Why would being a psychiatrist make you any more vulnerable to doxxing, than being an accountant, say, or a lawyer, or whatever, as far as writing a rationalist blog?

(Haven't ever read the blog. And I'm entirely against ******* doxxing moves. Was just wondering about the psychiatrist bit.)
 
Why would being a psychiatrist make you any more vulnerable to doxxing, than being an accountant, say, or a lawyer, or whatever, as far as writing a rationalist blog?

(Haven't ever read the blog. And I'm entirely against ******* doxxing moves. Was just wondering about the psychiatrist bit.)

I'm not sure it's the rationalist part that's the issue. I think it's the leakage of personal information.

I got the impression there were two dangers. Firstly, just the career risk as an employee in a company. This could probably apply to most people who have a boss. It's one reason I publish through a pseudonym, for example. Workplace retaliation is real.

But more specifically to psychiatry, there's a danger with exposing too much of your personal life. For one thing, when you have patients who bump up against the forensic system, some of them, you have to screw over and testify against in court. Some friends of ours got exposed through a friend of theirs identifying photos taken in their yard.
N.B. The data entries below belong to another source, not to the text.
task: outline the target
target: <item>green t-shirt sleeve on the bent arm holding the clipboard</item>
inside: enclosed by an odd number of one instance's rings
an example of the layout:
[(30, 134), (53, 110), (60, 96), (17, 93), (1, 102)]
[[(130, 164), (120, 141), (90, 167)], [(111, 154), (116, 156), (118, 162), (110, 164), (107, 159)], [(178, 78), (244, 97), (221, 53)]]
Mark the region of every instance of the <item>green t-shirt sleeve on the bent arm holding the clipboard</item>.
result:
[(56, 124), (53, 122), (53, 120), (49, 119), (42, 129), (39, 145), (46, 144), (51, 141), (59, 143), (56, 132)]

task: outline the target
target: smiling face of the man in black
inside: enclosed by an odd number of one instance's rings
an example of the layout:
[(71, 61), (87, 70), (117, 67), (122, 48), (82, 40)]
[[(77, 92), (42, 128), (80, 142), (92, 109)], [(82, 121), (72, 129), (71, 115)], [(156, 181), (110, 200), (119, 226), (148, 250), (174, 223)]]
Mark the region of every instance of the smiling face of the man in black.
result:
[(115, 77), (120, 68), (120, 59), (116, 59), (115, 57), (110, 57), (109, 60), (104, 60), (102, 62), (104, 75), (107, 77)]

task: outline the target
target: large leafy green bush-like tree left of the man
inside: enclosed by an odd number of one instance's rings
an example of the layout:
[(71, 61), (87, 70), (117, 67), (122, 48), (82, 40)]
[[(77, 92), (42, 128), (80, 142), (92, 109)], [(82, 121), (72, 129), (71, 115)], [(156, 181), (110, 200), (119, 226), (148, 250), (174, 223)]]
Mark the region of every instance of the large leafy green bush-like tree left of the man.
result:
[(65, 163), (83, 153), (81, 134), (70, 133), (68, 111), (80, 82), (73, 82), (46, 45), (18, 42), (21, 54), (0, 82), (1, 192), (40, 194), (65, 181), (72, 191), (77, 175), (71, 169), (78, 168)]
The ex con was able to google street view and find out where they lived and there was an altercation. It's a risk.

This is where, in your examples above, actually some lawyers are also cautious about blogging. And judges. A friend of ours who is a judge publishes all his work through a pseudonym for similar reasons.
 
Well, just the first few blog posts, it seems like he's an intelligent and thoughtful man with an excellent command of the written word. Nothing on it looks very controversial (or even particularly interesting to the layperson). What on earth has he received death threats about?
 
I'm not sure it's the rationalist part that's the issue. I think it's the leakage of personal information.

I got the impression there were two dangers. Firstly, just the career risk as an employee in a company. This could probably apply to most people who have a boss. It's one reason I publish through a pseudonym, for example. Workplace retaliation is real.

But more specifically to psychiatry, there's a danger with exposing too much of your personal life. For one thing, when you have patients who bump up against the forensic system, some of them, you have to screw over and testify against in court. Some friends of ours got exposed through a friend of theirs identifying photos taken in their yard. The ex con was able to google street view and find out where they lived and there was an altercation. It's a risk.

This is where, in your examples above, actually some lawyers are also cautious about blogging. And judges. A friend of ours who is a judge publishes all his work through a pseudonym for similar reasons.


Agreed, for many/most people, anonymity when posting online seems a reasonable precaution to take, generally speaking.

Given the generally harmless nature of the blog (per people's accounts here -- I've not read it myself), that doxxing seems an out and out ******* move.


Somewhat off-topic musing: As far as anonymity, I'd say there are two, no three, ways people tend to look at it. Those, like me and presumably you as well, who default to anonymity on general principles. And those who don't seem to care much one way or the other. And finally, there are some, older folks IME, who tend to view online anonymity with suspicion.

While doxxing ought to be seen as violation of consent by all IMO (unless there's actual wrongdoing under its cover), nevertheless I suppose those who frown on anonymity on general principles might be less horrified -- supportive, even, in some cases -- by the idea of doxxing. (Again, barring actual wrongdoing. Redressing actual wrongdoing/criminality obviously trumps anonymity.)